Queensferry, sometimes also called South Queensferry, sits on the south shore of the narrowest part of the Forth Estuary east of Grangemouth, looking across to North Queensferry, its twin on the Fife shore. As an obvious place to cross the river when heading into Fife from Edinburgh it is likely that settlements either side of the river here, and ferries between them, date back to ancient times.
The "Queen" in Queensferry was Queen Margaret, the wife of Malcolm III. She set up a church in Dunfermline, where she had married Malcolm in 1070. This rapidly became a place of pilgrimage leading to increasing demand for transport across the Forth Estuary. The Queen's Ferry, paid for by Margaret and operated by monks from Dunfermline, was the result. This had no fixed southern terminal, using a variety of landing places in or near the village depending on the tide and weather.
In 1879 construction began on a railway suspension bridge across the narrows here. This had been designed by Thomas Bouch, builder of the Tay Railway Bridge that opened in 1878. The collapse of the Tay Bridge with large loss of life on 28 December 1879 brought a halt to work on Bouch's Forth Bridge. The Forth Rail Bridge that was finally built between 1883 to 1890 was designed by Sir John Fowler and Benjamin Baker and is a testament to conservative over-engineering.
With the coming of the internal combustion engine, the ferries grew again in importance. By the 1950s the ferry across the Queensferry Passage was the busiest in Scotland, with four ferries making over 40,000 crossings each year and carrying 1.5 million people, 600,000 cars and 200,000 goods vehicles. In 1956 it cost between 2/6d and 7/6d for a car, and between 4/6d and 54/- for a lorry. The cost for a passenger was 5d.
Between 1958 and 1964, Queensferry acquired its second world class bridge, the Forth Road Bridge. When this was opened by the Queen on 4 September 1964 the ferries ceased after nearly 900 years of operation.

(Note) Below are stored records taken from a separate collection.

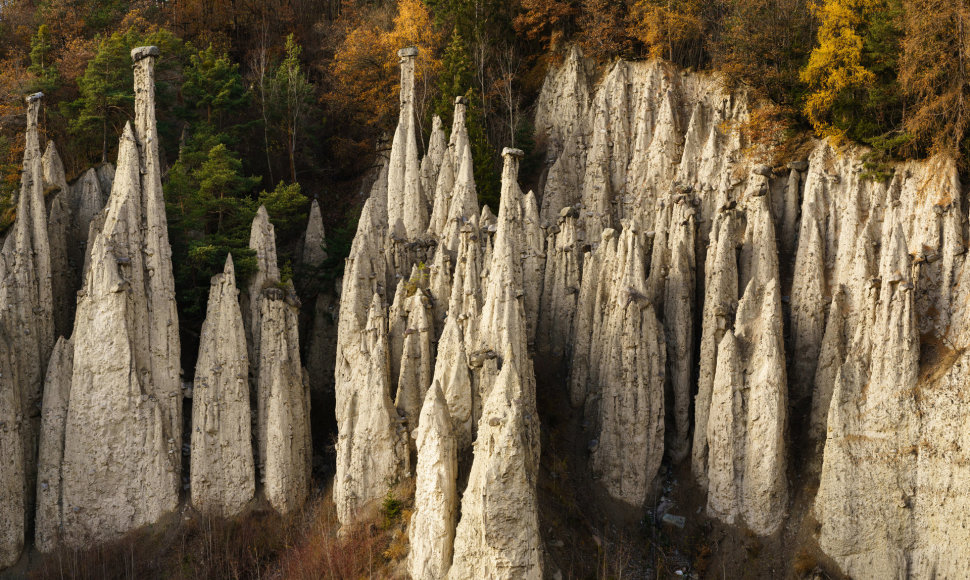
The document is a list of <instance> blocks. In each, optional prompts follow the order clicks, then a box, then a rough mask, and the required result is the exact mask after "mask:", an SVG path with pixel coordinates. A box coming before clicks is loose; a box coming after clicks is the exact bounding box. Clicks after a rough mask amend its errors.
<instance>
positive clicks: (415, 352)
mask: <svg viewBox="0 0 970 580" xmlns="http://www.w3.org/2000/svg"><path fill="white" fill-rule="evenodd" d="M408 303H409V306H410V307H409V308H408V318H407V327H406V328H405V330H404V335H405V336H404V344H403V349H402V352H401V373H400V375H399V378H398V382H397V395H396V397H395V401H394V405H395V406H396V407H397V410H398V413H399V414H401V415H402V416H404V418H405V419H406V420H407V425H408V431H410V432H411V433H416V432H417V428H418V420H419V418H420V416H421V408H422V405H423V401H424V399H425V394H426V393H427V391H428V388H429V387H430V386H431V373H432V371H433V370H434V362H435V361H434V351H433V348H432V339H433V338H434V325H433V324H432V322H431V313H430V310H431V307H430V305H429V304H428V299H427V298H426V297H425V296H424V293H422V292H421V291H420V290H418V291H416V292H415V293H414V295H413V296H411V297H410V298H408Z"/></svg>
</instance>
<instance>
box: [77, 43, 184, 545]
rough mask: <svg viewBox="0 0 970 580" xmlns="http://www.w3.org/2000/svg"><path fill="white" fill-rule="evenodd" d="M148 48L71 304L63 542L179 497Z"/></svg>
mask: <svg viewBox="0 0 970 580" xmlns="http://www.w3.org/2000/svg"><path fill="white" fill-rule="evenodd" d="M157 55H158V50H157V49H155V48H154V47H144V48H140V49H136V50H134V51H133V52H132V57H133V59H134V60H135V94H136V99H135V101H136V102H135V112H136V114H135V124H134V127H132V126H131V125H129V126H127V127H126V128H125V132H124V134H123V136H122V139H121V144H120V146H119V153H118V174H117V176H116V178H115V179H114V182H113V186H112V193H111V197H110V201H109V206H108V208H107V210H106V214H105V221H104V226H103V229H102V230H101V231H100V232H99V233H98V234H97V235H96V236H95V238H94V240H93V243H92V244H91V247H90V253H91V260H90V262H91V266H90V269H89V270H88V271H87V273H86V277H85V281H84V287H83V289H82V290H81V292H80V293H79V299H78V304H77V315H76V319H75V325H74V336H73V343H74V364H73V370H72V374H71V381H70V385H71V388H70V400H69V404H68V413H67V419H66V424H65V437H64V460H63V465H62V468H61V478H62V500H61V501H62V513H63V522H62V526H63V534H64V540H65V541H66V542H67V543H69V544H71V545H83V544H86V543H88V542H92V541H99V540H104V539H107V538H112V537H116V536H117V535H119V534H121V533H123V532H125V531H127V530H129V529H132V528H134V527H138V526H140V525H143V524H147V523H152V522H154V521H157V519H158V518H159V517H160V516H161V515H162V514H164V513H165V512H168V511H171V510H173V509H174V508H175V507H176V504H177V502H178V484H179V471H180V455H181V454H180V449H181V407H182V401H181V385H180V382H179V366H178V365H179V341H178V318H177V314H176V309H175V296H174V282H173V278H172V266H171V249H170V247H169V244H168V233H167V226H166V218H165V207H164V200H163V197H162V188H161V174H160V168H159V160H158V136H157V133H156V129H155V113H154V87H155V84H154V75H153V65H154V60H155V58H156V57H157ZM119 457H123V458H124V459H123V460H119Z"/></svg>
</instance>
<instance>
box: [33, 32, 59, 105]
mask: <svg viewBox="0 0 970 580" xmlns="http://www.w3.org/2000/svg"><path fill="white" fill-rule="evenodd" d="M52 48H53V47H52V46H51V35H50V30H48V28H47V25H46V24H41V25H40V26H39V27H38V28H37V34H35V35H34V37H33V38H32V39H31V40H30V66H29V67H27V72H29V73H30V74H32V75H34V77H35V78H36V80H35V81H34V84H33V86H32V87H31V88H32V90H34V91H43V92H45V93H50V92H52V91H53V90H54V89H55V88H56V87H57V85H58V84H59V81H60V75H59V74H58V72H57V67H56V66H55V65H54V61H53V57H52V55H51V49H52Z"/></svg>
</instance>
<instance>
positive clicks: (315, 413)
mask: <svg viewBox="0 0 970 580" xmlns="http://www.w3.org/2000/svg"><path fill="white" fill-rule="evenodd" d="M326 259H327V251H326V238H325V236H324V229H323V216H322V215H321V214H320V204H319V203H317V201H316V200H314V201H313V204H312V205H311V207H310V220H309V222H308V223H307V231H306V234H305V235H304V238H303V254H302V261H303V264H304V266H305V267H306V268H307V269H308V270H309V272H311V273H315V272H317V271H318V269H319V268H320V267H321V266H322V265H323V263H324V262H325V261H326ZM304 288H305V286H304ZM315 290H316V295H313V294H312V291H313V288H312V286H311V295H310V296H309V300H305V301H304V308H303V316H304V323H303V331H304V334H303V335H302V338H301V344H302V345H303V348H304V350H303V361H304V363H305V364H306V369H307V375H308V377H309V380H310V398H311V406H312V408H313V412H314V416H315V417H316V419H317V420H318V421H322V423H324V424H327V425H331V426H332V425H333V421H334V420H335V419H334V404H335V401H334V361H335V359H336V347H337V309H338V304H337V297H336V295H335V294H336V293H335V292H334V290H333V288H332V287H323V288H316V289H315Z"/></svg>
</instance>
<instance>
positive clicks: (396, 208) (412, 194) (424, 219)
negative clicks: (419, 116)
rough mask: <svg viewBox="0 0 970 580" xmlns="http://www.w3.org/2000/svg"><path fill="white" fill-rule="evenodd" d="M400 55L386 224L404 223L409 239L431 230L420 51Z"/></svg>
mask: <svg viewBox="0 0 970 580" xmlns="http://www.w3.org/2000/svg"><path fill="white" fill-rule="evenodd" d="M398 56H400V58H401V113H400V117H399V118H398V123H397V129H396V130H395V131H394V140H393V142H392V144H391V158H390V164H389V166H388V175H387V220H388V221H387V223H388V224H390V226H391V228H392V230H393V229H394V228H396V227H397V222H398V221H400V222H401V223H402V224H403V227H404V232H405V234H406V236H407V238H409V239H414V238H417V237H419V236H421V235H422V234H424V233H425V230H427V229H428V205H427V203H426V201H425V197H424V192H423V191H422V188H421V185H422V174H421V165H420V163H419V161H418V131H417V116H416V115H417V113H416V111H415V99H416V94H415V88H414V67H415V58H416V56H417V53H416V52H415V53H414V54H412V53H411V52H407V51H399V52H398Z"/></svg>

Bridge tolls stood at £1.00 for a car, charged northbound only, when they were abolished altogether on 11 February 2008. Problems with the bridge have led to the building of a second road bridge, the Queensferry Crossing, a little to the west of the earlier one, which opened in 2017.
Queensferry is defined by the road and rail bridges that lie either side of it. But it is so much more as well. At times it has been an important trading and fishing port in its own right and the town still offers an environment that can transport you back to an earlier time more readily than most places in Scotland. If, that is, you can catch it in a rare traffic-free moment: cars are constrained by the narrowness and twistiness of Queensferry's High Street, and as a result intrude far more than elsewhere.
Queensferry offers one of the most interesting collections of buildings you are likely to find anywhere. The oldest is St Mary's church, which dates from 1441. The oldest house is "Black Castle", built on the High Street in 1626. When the sea captain it was built for was lost with his ship, his maid was accused of paying a beggar woman to cast a spell on him. Both women were burned for witchcraft. The nearby Tolbooth was built in the 1600s, though the tower dates back only to 1720.
The High Street itself has an unusual stepped cross section designed to cope with the town's steeply sloping site above the shore. This has led to elevated pavements on the inland side of the street, again adding to the atmosphere. For all the very obvious reasons, plus its proximity to Edinburgh, Queensferry is an extremely popular place and at times can be a crowded one. It is worth making an effort to try and catch it at a quiet time: that way you can still catch glimpses of the Queensferry of the 1700s that Robert Louis Stevenson featured in "Kidnapped".